I was a shocked, happy and a bit confused. My first problem was how was I going to get to the airport with zero dollars. My only option was to take a cab, and stiff him when I got there. I was very unhappy about this, and I hope that in my next life I can make it up to that very nice but very pissed Jamaican cab driver.

I got on the plane. I got off in Rome. I got on another plane. I got off in Sardinia. I walked to the docks and they told me that my ship had changed course. It would not be in Sardinia for a few weeks.

“Great”, I thought. “I’ve gone from being broke and homeless in America, to broke and homeless in Italy!” I walked across what seemed like the entire Island of Sardinia to the American Consulate and told him my problem. He said “Oh, don’t worry. We’ll put you up in this nice hotel, and well cover all your expenses.” He then had a taxi bring me to this beautiful hotel, which was on the coast. I could even see Tunisia from my warm, sunny balcony. As soon as I settled in, room service brought me my daily and generous ration of fruit, cheese, wine and bread.

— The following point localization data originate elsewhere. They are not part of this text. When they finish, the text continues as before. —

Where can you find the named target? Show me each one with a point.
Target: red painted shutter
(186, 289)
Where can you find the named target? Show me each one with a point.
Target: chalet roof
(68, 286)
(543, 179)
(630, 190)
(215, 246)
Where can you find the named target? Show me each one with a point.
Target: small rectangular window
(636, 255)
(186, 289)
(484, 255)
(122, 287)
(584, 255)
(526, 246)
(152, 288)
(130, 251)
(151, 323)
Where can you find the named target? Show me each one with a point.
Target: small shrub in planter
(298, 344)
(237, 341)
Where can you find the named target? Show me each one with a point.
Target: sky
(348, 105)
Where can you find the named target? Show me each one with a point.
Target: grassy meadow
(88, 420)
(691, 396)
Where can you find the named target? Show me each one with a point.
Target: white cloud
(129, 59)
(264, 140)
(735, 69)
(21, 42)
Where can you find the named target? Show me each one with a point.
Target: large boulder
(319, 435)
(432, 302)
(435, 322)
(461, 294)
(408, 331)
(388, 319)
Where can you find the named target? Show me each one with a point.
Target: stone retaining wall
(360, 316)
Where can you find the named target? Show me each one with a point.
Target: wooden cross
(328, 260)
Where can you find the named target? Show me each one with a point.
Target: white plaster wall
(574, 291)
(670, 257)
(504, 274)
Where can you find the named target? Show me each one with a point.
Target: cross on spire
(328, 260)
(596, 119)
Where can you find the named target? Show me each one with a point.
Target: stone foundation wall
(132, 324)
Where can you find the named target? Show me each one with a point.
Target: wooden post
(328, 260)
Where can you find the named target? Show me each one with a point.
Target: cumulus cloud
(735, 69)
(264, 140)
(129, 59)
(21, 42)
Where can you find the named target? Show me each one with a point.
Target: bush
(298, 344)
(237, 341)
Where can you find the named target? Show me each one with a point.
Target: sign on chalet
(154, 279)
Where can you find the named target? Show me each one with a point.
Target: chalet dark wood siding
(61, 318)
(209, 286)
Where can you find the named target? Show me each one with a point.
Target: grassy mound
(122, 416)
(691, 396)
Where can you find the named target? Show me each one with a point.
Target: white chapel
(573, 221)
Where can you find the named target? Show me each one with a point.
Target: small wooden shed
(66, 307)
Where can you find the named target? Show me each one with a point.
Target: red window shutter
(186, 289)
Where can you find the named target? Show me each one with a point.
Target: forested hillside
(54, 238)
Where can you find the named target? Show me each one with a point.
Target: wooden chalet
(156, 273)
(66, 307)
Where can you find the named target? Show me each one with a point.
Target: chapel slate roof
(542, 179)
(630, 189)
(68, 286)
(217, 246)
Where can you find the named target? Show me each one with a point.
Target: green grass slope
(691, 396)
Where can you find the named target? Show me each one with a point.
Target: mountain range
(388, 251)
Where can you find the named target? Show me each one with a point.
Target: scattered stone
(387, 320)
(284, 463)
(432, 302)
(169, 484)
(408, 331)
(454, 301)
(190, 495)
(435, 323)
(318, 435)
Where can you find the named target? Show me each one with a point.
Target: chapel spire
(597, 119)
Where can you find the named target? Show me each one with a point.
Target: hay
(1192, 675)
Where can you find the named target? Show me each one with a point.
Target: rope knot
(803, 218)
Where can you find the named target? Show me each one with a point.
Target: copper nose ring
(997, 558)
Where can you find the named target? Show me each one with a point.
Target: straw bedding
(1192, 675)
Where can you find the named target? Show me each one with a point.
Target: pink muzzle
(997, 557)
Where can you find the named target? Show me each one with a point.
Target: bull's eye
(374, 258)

For a while I though I had actually died in New York and went to heaven, and I was trying to remember how I actually died.

The next three weeks I was in both shock and paradise. Even now I cannot fully grasp the shift from freezing, starving, homelessness in New York to luxury living in Sardinia, Italy, in a matter several hours hours. Eventually the ship picked me up. I traveled around the Mediterranean, made buckets of cash, came back to New York, bought a darkroom from a cute salesgirl and ended up marrying her and having three kids.

The moral of this story? Shit happens!